Journalistes réfugiés en France : faut-il changer de métier pour survivre ?

Fuyant la répression dans leur pays d’origine pour trouver refuge à Paris, d’innombrables journalistes se retrouvent confrontés au problème du chômage. Le métier de journaliste en France est-il réservé aux Français ou ressortissants d’école de journalisme en France ? Samy Daina, caricaturiste et dessinateur de presse réfugié politique à Paris depuis 2008, nous raconte son expérience.

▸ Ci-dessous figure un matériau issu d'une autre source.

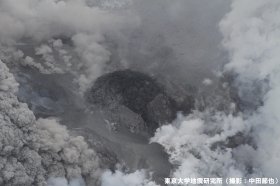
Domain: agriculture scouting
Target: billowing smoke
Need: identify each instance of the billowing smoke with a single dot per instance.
(232, 131)
(34, 150)
(244, 142)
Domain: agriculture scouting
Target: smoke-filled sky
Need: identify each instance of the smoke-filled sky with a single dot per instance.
(229, 50)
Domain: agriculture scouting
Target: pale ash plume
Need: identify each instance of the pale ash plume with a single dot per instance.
(33, 151)
(216, 144)
(251, 35)
(30, 23)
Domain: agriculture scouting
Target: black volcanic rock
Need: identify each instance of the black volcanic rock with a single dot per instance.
(125, 90)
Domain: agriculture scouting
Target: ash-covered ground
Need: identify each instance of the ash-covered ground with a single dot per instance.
(130, 92)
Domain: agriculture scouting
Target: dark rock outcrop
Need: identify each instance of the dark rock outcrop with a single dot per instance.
(136, 93)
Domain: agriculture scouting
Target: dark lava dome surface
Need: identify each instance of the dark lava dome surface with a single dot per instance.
(130, 88)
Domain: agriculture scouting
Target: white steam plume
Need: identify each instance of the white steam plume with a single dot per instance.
(217, 144)
(252, 32)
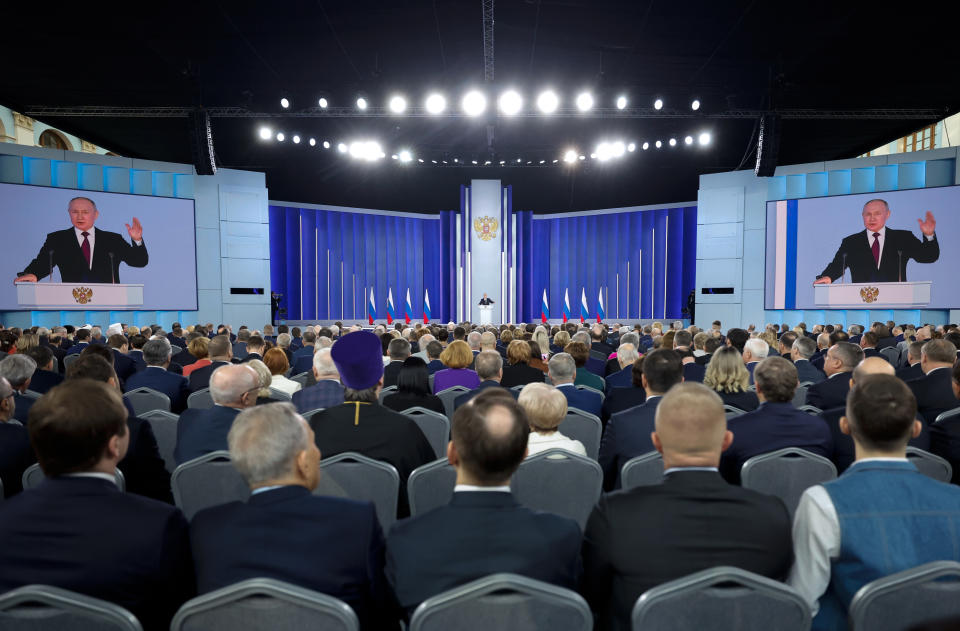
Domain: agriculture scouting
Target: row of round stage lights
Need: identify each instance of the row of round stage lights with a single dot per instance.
(474, 103)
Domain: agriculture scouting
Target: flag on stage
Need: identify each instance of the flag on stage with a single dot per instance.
(391, 310)
(371, 307)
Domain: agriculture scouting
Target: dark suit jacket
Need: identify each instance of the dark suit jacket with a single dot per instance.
(65, 248)
(174, 386)
(770, 427)
(893, 266)
(641, 538)
(84, 535)
(477, 534)
(201, 431)
(330, 545)
(831, 392)
(627, 435)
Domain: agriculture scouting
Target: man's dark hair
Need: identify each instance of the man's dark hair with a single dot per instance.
(881, 410)
(489, 457)
(71, 425)
(663, 369)
(737, 338)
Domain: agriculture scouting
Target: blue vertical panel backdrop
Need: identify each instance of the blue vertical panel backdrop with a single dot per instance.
(325, 262)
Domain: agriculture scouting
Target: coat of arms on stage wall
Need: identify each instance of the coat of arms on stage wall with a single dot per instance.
(486, 228)
(82, 294)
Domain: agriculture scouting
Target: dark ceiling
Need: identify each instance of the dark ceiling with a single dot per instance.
(731, 54)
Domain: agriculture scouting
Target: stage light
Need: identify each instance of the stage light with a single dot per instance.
(548, 102)
(474, 103)
(398, 104)
(511, 103)
(584, 101)
(436, 103)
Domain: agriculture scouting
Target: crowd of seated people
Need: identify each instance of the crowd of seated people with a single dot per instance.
(283, 399)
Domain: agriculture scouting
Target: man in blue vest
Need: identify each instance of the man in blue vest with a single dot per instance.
(880, 517)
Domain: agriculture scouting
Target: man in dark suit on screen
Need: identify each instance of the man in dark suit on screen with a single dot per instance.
(86, 254)
(880, 254)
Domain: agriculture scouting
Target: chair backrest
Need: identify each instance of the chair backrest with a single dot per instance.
(164, 426)
(45, 608)
(385, 392)
(263, 603)
(926, 593)
(504, 601)
(644, 470)
(786, 473)
(363, 478)
(560, 482)
(449, 396)
(431, 486)
(207, 481)
(585, 427)
(435, 426)
(201, 399)
(144, 400)
(33, 476)
(930, 465)
(742, 599)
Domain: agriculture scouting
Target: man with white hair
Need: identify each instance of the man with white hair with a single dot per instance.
(327, 544)
(327, 392)
(233, 387)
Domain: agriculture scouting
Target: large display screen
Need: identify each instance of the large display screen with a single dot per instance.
(133, 243)
(893, 249)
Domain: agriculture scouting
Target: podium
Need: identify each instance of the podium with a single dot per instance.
(872, 295)
(486, 314)
(80, 296)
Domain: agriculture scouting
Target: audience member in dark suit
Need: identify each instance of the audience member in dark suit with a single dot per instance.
(776, 423)
(841, 359)
(801, 352)
(728, 377)
(643, 537)
(562, 372)
(327, 392)
(934, 391)
(483, 530)
(77, 531)
(200, 431)
(16, 454)
(413, 389)
(327, 544)
(156, 376)
(628, 432)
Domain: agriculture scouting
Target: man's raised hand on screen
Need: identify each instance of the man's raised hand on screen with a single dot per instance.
(136, 230)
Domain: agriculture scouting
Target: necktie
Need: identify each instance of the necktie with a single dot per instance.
(85, 248)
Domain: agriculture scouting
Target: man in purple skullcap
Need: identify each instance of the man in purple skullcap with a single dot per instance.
(360, 424)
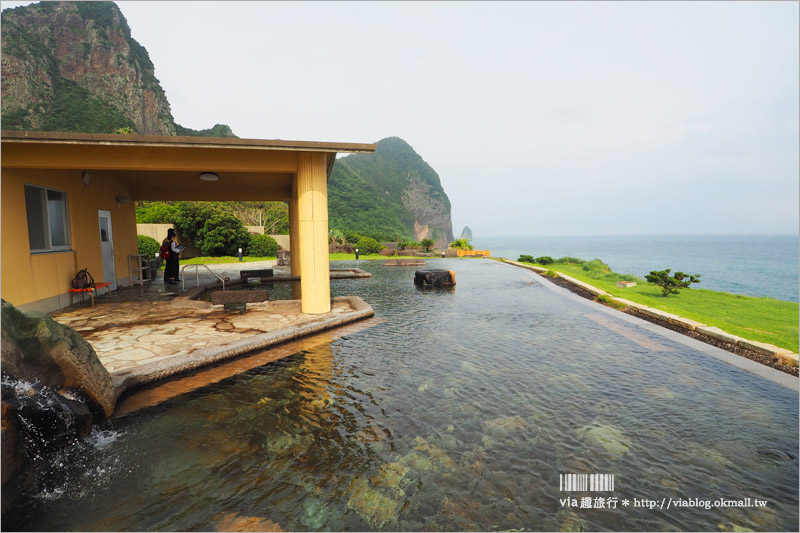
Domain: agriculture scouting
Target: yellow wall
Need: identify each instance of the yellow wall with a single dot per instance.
(41, 281)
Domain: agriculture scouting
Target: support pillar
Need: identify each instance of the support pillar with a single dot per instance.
(294, 244)
(312, 217)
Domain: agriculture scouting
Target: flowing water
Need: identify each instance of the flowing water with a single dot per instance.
(458, 412)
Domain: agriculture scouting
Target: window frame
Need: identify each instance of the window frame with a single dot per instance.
(45, 212)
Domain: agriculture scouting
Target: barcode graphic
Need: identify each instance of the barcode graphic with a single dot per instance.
(586, 482)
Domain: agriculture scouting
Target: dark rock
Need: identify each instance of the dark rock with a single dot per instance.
(45, 419)
(45, 351)
(239, 297)
(436, 278)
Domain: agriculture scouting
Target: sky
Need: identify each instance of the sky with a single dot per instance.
(541, 118)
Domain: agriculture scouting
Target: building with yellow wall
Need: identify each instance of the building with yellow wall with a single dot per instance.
(68, 202)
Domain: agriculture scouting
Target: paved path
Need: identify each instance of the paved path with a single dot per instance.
(129, 334)
(137, 326)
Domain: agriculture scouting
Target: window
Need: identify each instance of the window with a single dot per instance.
(48, 219)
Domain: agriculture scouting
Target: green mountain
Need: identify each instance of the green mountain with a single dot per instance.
(73, 66)
(390, 194)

Arrivé à Paris en plein hiver de l’année 2008, Samy Daina a été accueilli par la Maison des journalistes. Une association qui accorde logement et accompagnement pour une durée de six mois aux journalistes réfugiés en France. Samy a obtenu son statut de réfugié politique il y a 6 ans. Et depuis, il vivote et peine à tirer son épingle du jeu. Ce dessinateur de presse est le seul des quatre anciens résidents de la Maison des journalistes que nous avons contactés qui a accepté de répondre à nos questions.

Qui est Samy Daina

Né à Ndjamena au Tchad le 23 janvier 1982, Samy Daina a passé une bonne partie de son enfance en République démocratique du Congo ex-Zaïre. C’est dans ce pays qu’il a appris le dessin. De retour dans son Tchad natal en 1999, il est vite repéré et recruté comme caricaturiste par le journal  « Ndjamena bi-hebdo ».deby2

Samy collabore en même temps avec plusieurs journaux de son pays et devient membre de l’Association ABC (Atelier Bulles du Chari) qui regroupe tous les bédéistes de la région. Il participe ensuite à l’album collectif  » La grande épopée du Tchad  » et sera invité au Festival d’Angoulême en 2006. En plus du travail qu’il fait pour le compte de journaux du Tchad, il anime son propre blog de dessin, (Le blog se Samy Daina).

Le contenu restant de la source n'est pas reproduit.